21 Il nous semble, de ce point de vue, que la notion d’agency telle qu’elle est proposée, entre autres, par SEN, ne donne pas suffisamment de substance au sujet des actions. La responsabilité est uniquement une responsabilité sociale et collective, mais non une responsabilité individuelle. D’ailleurs RICOEUR (2004, p. 211) souligne à juste titre que « la marque de SEN, en tant qu’économiste dans cette grande discussion est d’avoir associé l’idée de liberté à celle de choix de vie d’une part, à celle de responsabilité collective d’autre part ». Et plus loin « c’est ainsi que la liberté individuelle, comprise comme liberté de choix de vie, devient une responsabilité sociale » (ibid., p. 213).

22 Amartya SEN traite de la responsabilité sociale en accord avec sa théorie du choix social. Dans ce cadre, des individus utilisent à leur guise les ressources et saisissent les opportunités. Cette liberté a ses conséquences : chacun est responsable de l’usage qu’il a effectué de sa liberté.

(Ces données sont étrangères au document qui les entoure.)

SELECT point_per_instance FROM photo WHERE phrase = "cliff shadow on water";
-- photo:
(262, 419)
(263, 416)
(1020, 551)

ROEMER (1996) et FLEURBAEY (1996) évoquent clairement ce cadre : chacun, s’il est libre d’utiliser ses capabilités, aura une responsabilité individuelle vis-à-vis de la société ; laquelle déterminera, en dernier ressort, la « responsabilité sociale ». La responsabilité ne concerne que la responsabilité a posteriori par rapport à sa situation et non la responsabilité a priori que l’on peut avoir par rapport à la situation des autres. Cette responsabilité égocentrique est la forme la plus controversée de la responsabilité  [12].

23 La substance du sujet des actes n’a finalement guère d’importance dans ce cadre, puisque ce qui est en jeu n’est pas la responsabilité de ce sujet, mais laresponsabilité de la collectivité à l’égard de la liberté de ce sujet. Une telle optique serait certes défendable si elle ne passait pas à côté d’un élément essentiel dans la compréhension du bien-être de la personne : sa capacité à être responsable.

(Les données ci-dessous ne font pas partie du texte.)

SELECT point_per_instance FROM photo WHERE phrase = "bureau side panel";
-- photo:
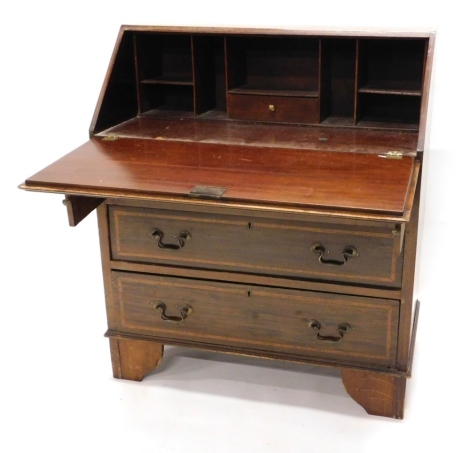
(103, 227)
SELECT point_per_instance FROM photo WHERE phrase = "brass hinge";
(392, 155)
(110, 138)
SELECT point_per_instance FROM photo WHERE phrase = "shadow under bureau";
(258, 193)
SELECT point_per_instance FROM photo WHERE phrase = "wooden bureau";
(258, 193)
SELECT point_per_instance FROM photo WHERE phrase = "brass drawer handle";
(348, 252)
(342, 328)
(182, 239)
(185, 311)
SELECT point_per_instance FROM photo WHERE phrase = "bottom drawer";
(296, 323)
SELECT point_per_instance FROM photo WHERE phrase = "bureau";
(258, 193)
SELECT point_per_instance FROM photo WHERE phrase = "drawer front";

b –Agency, bien-être et capacité à être responsable

24 La notion d’agency permet de dépasser le cadre strict de l’analyse du bien-être, mais ce faisant elle oublie que la capacité d’action engagée a aussi un impact sur le bien-être. SEN reconnaît ce problème, mais semble l’écarter. Citons un passage, un peu long, mais relativement significatif de ce point de vue :

25

« Admettre qu’il existe une distinction entre l’aspect “action” et l’aspect “bien-être” d’une personne ne nous oblige pas à considérer que la réussite de la personne en tant qu’agent doit être indépendante, ou complètement séparable, de sa réussite sur le plan du bien-être. Une personne peut très bien s’estimer plus heureuse et plus prospère parce qu’elle a accompli ce qu’elle désirait accomplir – peut-être en faveur de sa famille, de sa communauté, de sa classe, de son parti ou d’une autre cause. À l’inverse, il est tout à fait possible que le bien-être d’une personne diminue sous l’effet de la frustration, si elle n’arrive pas à accomplir ce qu’elle désirait en tant qu’agent, même si cette action n’est pas en rapport direct avec son bien-être. » (SEN, 1987a/1993, p. 41).

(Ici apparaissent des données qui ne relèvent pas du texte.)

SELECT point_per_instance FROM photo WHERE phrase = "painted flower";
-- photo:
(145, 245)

26 SEN reconnaît donc le problème que soulèvent l’interdépendance de la capacité d’action et la question du bien-être. Mais il l’écarte immédiatement pour se focaliser sur la justification de la différence. Il intègre ainsi l’agency à son approche de la capabilité comme socle de la liberté sans tirer les conséquences de l’interdépendance entre la capacité d’action et le bien-être.

27 Or, il nous semble que cette interdépendance soulève une difficulté par rapport à l’approche par les capabilités puisqu’elle suppose de soulever le voile des libertés posé sur le sujet et de s’interroger sur sa capacité à être responsable. Elle renvoie ainsi à la question de la personne responsable et au lien avec son bien-être.

c – Bien-être et responsabilité

28 Considérer la responsabilité individuelle pourrait bien modifier les conclusions de certaines analyses réalisées à partir des capabilités. Ainsi, le niveau de bien-être de certaines personnes est conditionné à la réalisation de leur capacité à être responsable, à assumer leurs obligations.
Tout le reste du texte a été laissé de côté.